American Airman Who Saved A-Bomb Horror Movie Is Finally Honored | Nuclear weapons
The photograph shows the devastation in Nagasaki after the atomic bomb: a scorched desert where there once was a city. In its center stands a lone man with a camera.
It was September 9, 1945, and US Army Air Force cameraman Lt Daniel McGovern was documenting Ground Zero, the point just below the bomb detonation four weeks earlier. Few would recognize McGovern, but the vision of the apocalypse is familiar from documentary footage of Hiroshima and Nagasaki at the end of World War II.
The footage will be released again this week and next for the 77th anniversary of the atomic bombings that wiped out Japanese cities and showed the reality of nuclear war: devastated landscapes, burned skeletons, radiation sickness.
But these haunting images might not exist without McGovern. As part of the US Strategic Bombing Inquiry – which studied the impact of the bombings – McGovern supervised Japanese and American film crews in Hiroshima and Nagasaki. Back in the United States, he saved the footage from deletion by making secret copies.
Only now, decades later, has her full story emerged. Joe McCabe, a journalist from McGovern’s native county, Monaghan in Ireland, has pieced together his remarkable life in a biography, Rebels at the reelspublished earlier this month after 20 years of research, including interviews with McGovern before his death in 2005.
McGovern’s loved ones visited Monaghan last week for a plaque unveiling. “I am overwhelmed. It’s such a surprise to see my Uncle Dan and his family recognized,” said Michael McGovern, a nephew.
The research revealed that McGovern witnessed not only the dawn of the atomic age, but also the Irish Revolution, Franklin Roosevelt’s White House, wartime Hollywood and the so-called Incident of Roswell who entered the UFO lore.
His presence at key moments in the 20th century has drawn comparisons to Forrest Gump, the fictional character who stumbles through historical events. “Dan was the most interesting person I’ve ever met,” McCabe said.
McGovern was born in the town of Monaghan in 1905, the son of a policeman. During the Irish War of Independence from 1919 to 1921, still a boy, he hitchhiked with the Black and Tans, a British military force.
The family moved to the United States and McGovern, nicknamed Big Mack for his 6-foot-5 frame, joined the Air Force, ending up in its arts wing, the First Motion Picture Unit.

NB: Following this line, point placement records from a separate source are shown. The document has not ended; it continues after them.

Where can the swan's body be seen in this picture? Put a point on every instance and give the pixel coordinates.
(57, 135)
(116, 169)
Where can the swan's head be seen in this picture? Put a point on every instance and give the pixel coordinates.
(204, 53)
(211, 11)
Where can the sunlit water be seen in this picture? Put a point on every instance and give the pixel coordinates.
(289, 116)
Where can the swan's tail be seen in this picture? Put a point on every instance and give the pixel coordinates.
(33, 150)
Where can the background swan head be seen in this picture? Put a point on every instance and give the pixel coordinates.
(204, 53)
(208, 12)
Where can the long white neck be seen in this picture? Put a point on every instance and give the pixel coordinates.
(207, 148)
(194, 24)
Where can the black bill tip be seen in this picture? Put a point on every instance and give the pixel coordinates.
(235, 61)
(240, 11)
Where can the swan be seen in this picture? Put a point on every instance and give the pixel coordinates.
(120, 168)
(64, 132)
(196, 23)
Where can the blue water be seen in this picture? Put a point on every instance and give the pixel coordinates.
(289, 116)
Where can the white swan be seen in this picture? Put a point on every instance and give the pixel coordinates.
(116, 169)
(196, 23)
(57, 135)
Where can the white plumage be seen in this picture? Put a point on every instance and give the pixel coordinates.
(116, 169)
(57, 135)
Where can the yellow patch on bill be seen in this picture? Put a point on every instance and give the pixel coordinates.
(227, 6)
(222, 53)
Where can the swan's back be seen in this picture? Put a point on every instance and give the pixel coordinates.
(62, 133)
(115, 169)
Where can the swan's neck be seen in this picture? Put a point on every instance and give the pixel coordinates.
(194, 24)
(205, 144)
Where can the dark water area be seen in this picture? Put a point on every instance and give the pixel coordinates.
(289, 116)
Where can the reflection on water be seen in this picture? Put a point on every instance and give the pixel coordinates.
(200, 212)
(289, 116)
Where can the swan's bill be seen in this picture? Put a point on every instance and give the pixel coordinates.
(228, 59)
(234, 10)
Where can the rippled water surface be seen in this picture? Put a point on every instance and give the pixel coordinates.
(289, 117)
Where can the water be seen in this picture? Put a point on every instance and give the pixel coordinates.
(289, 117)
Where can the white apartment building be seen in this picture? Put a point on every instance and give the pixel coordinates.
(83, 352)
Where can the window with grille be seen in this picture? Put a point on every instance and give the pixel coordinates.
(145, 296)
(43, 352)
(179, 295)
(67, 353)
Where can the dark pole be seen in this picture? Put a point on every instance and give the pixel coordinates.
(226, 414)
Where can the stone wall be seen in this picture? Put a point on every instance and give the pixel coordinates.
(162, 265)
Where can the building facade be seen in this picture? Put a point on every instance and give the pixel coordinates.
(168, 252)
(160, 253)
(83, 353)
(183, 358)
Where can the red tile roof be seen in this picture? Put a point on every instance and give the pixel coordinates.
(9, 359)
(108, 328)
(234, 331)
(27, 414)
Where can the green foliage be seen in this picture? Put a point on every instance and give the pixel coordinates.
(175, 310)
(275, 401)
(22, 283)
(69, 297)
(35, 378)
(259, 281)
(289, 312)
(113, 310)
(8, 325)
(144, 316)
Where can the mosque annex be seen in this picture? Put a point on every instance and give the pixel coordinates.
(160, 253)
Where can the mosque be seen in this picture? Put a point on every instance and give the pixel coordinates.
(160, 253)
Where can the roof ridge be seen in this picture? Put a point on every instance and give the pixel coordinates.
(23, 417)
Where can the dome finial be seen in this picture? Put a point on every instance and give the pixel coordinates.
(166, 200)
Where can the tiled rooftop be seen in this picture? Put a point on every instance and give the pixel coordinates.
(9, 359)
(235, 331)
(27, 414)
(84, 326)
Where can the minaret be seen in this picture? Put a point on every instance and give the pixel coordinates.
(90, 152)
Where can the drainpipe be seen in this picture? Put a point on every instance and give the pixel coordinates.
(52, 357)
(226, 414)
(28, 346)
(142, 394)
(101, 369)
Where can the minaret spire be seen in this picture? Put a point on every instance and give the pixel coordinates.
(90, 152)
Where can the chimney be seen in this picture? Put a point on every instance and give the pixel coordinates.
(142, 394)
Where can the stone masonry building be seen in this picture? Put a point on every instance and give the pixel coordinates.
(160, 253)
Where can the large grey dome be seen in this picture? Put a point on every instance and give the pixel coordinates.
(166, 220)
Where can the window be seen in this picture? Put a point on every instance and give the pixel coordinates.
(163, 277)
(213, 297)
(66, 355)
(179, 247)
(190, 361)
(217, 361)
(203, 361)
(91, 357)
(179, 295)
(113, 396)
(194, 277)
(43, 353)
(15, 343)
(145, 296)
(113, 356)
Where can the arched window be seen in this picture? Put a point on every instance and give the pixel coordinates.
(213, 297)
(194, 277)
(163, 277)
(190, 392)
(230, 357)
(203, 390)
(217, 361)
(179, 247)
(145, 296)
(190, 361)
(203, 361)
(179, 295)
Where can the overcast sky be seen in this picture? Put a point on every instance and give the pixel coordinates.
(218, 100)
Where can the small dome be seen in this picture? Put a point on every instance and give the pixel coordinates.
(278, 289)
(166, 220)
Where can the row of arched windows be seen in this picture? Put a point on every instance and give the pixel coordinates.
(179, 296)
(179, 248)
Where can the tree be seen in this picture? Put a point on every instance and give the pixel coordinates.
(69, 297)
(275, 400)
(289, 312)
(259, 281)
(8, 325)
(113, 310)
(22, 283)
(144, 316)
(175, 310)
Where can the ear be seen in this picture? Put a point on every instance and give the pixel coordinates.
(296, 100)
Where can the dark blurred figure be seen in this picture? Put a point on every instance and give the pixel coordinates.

He was a photographer for President Roosevelt before establishing an Air Force camera training school in Hollywood, where he met Ronald Reagan, Clark Gable and other stars.
McGovern flew bombing missions over Germany – surviving two crashes – and filmed footage used in a 1944 documentary, The Memphis Belle: The Story of a Flying Fortress.
His defining work came to Japan a year later, where he took still photographs and filmed with 35mm black-and-white and Technicolor.
The fields around Nagasaki were whitewashed and the city looked like it had been flattened by a “massive anvil”, he later told McCabe. In a ruined school, he filmed the bodies of children amid piles of skulls. “Hundreds of children were sucked out of the windows. We were still finding bones.
He filmed harrowing scenes in overwhelmed hospitals, including the agony of a 16-year-old boy named Sumiteru Taniguchi. “His whole back felt like a bowl of bubbling tomatoes.”
Other patients had skin rashes, hair loss and bleeding from the nose and mouth – a mysterious illness later identified as radiation sickness.
McGovern also captured the phenomenon of people who had been atomized but left behind shadows caused by radiant heat. It is estimated that the two atomic bombs killed more than 200,000 people.
McGovern’s teams amassed 100,000 feet of color footage and enlisted the help of a Japanese news service, Nippon Eigasha, which had 26,000 feet of black-and-white footage, many shot before arrival. Americans. The Irishman helped edit the Japanese footage into a documentary titled Effects of the atomic bomb on Hiroshima and Nagasakiand planned to transform the color sequence into another.
Authorities in Washington, however, classified the material as secret in 1946. “They didn’t want the American public to see the horrors,” McGovern said. He discreetly made copies of it at the Pentagon. He stored one set at an Air Force film depot in Dayton, Ohio, and kept another himself.
Years passed – McGovern witnessed rocket tests and debunked alien theories at Roswell as “a load of bullshit” – then in 1967 a US Congressional committee that included Robert Kennedy demanded to see the footage of the atomic bomb. The material had been declassified but no one could find the originals. McGovern, now a lieutenant colonel, directed authorities to his copies.
In 1970 the general public got their first glimpse of some of the images. It had been incorporated into a film called Hiroshima Nagasaki – August 1945 which premiered at the Museum of Modern Art in New York.
The auditorium was packed. At the end, no one made a sound.